Puritan Influences on the Development of American Colonial Society .
The "Great Migration" of the 17th century ensued was precipitated by many factors in England. One of these which would become incredibly important in the coming centuries was that of religious difference. Since the formation of the Church of England, religious dissent had become increasingly popular in England and her colonies. One religion which had a particularly important impact on the development of the American colonies was Puritanism.
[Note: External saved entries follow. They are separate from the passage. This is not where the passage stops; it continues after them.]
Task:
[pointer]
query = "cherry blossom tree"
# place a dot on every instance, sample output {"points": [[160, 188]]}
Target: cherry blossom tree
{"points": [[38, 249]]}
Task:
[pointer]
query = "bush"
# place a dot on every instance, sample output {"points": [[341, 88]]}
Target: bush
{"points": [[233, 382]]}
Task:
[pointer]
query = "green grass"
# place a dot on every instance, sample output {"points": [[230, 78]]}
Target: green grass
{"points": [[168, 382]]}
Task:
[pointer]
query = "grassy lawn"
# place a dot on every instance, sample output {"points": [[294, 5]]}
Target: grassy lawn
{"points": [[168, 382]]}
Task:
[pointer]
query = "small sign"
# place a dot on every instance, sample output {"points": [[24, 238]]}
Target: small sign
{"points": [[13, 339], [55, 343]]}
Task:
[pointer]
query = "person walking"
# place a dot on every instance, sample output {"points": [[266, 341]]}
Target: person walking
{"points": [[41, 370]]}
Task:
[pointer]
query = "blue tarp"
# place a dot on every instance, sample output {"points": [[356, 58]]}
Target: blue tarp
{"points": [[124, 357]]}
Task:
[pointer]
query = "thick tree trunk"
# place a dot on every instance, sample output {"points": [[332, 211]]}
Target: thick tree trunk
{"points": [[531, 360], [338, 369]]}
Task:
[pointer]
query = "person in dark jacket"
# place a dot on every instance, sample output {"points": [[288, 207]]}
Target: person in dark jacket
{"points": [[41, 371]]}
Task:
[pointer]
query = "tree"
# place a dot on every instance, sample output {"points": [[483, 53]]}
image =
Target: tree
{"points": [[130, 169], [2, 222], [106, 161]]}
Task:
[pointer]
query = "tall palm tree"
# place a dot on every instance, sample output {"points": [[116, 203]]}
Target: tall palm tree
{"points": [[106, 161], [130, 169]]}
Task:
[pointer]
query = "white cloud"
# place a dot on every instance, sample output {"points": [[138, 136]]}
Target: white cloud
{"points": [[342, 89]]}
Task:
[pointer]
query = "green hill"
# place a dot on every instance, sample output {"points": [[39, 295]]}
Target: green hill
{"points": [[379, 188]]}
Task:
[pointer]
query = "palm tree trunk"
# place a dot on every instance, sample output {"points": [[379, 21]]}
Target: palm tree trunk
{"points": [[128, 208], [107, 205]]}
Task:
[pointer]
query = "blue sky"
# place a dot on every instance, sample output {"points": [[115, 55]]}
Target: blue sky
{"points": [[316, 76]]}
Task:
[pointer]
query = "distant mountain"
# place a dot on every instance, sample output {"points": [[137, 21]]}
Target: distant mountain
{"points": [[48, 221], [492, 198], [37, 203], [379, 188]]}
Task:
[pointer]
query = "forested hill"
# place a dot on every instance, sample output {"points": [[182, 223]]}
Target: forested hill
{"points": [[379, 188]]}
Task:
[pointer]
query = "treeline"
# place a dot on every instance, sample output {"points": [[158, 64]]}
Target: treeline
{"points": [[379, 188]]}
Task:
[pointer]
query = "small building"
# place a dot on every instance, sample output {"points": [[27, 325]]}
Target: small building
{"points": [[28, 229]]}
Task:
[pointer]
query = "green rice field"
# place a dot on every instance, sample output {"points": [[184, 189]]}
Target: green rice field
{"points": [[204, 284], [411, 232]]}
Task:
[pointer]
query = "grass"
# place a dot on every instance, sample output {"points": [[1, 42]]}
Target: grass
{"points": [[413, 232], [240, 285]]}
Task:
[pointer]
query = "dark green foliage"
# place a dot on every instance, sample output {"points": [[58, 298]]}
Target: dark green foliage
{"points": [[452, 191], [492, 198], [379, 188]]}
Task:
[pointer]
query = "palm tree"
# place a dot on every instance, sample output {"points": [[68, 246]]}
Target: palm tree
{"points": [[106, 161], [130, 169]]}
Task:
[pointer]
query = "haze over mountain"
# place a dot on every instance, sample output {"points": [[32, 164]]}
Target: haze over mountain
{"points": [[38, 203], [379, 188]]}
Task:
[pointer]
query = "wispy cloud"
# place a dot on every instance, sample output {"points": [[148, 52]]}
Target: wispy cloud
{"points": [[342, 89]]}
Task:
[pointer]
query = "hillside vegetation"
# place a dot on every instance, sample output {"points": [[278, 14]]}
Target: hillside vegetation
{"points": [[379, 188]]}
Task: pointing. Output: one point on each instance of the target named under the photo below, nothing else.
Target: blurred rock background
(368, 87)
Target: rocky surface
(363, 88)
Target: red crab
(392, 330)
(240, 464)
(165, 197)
Socially and economically, the Puritans of Massachusetts Bay organized themselves so as to stress the idea of self-government. The Puritan squire John Winthrop, who helped to initially found the colony, described an ideal Puritan community as one which would "uphold a familiar Commerce together in all meekeness, gentleness, patience and liberallity," "delight in eache other.rejoyce together, mourne together, labour, and suffer together.in the bond of peace?" This description of what Puritan life should aspire to be most like was incredibly important in developing the social and economic structure of the Massachusetts Bay Company and subsequently carrying this structure into the development of the United States. As a result of this idealism, and of the Puritans' Calivinist beliefs (which ultimately led them to seek material wealth and security) , a certain devotion in the colony not only towards individual success, but to the success of the colony as a whole. Adding to this was the inherent need for cooperation in the colony; without it, the colonists would never have survived. Finally, the Massachusetts colony's economy relied on trade, and cooperation within the vocation was necessary for the colony to survive. By adding to those reasons the idea of self-government and, more importantly, self-reliance in government, and one can quickly see how Puritan teachings affected the early and later development of the English colonies.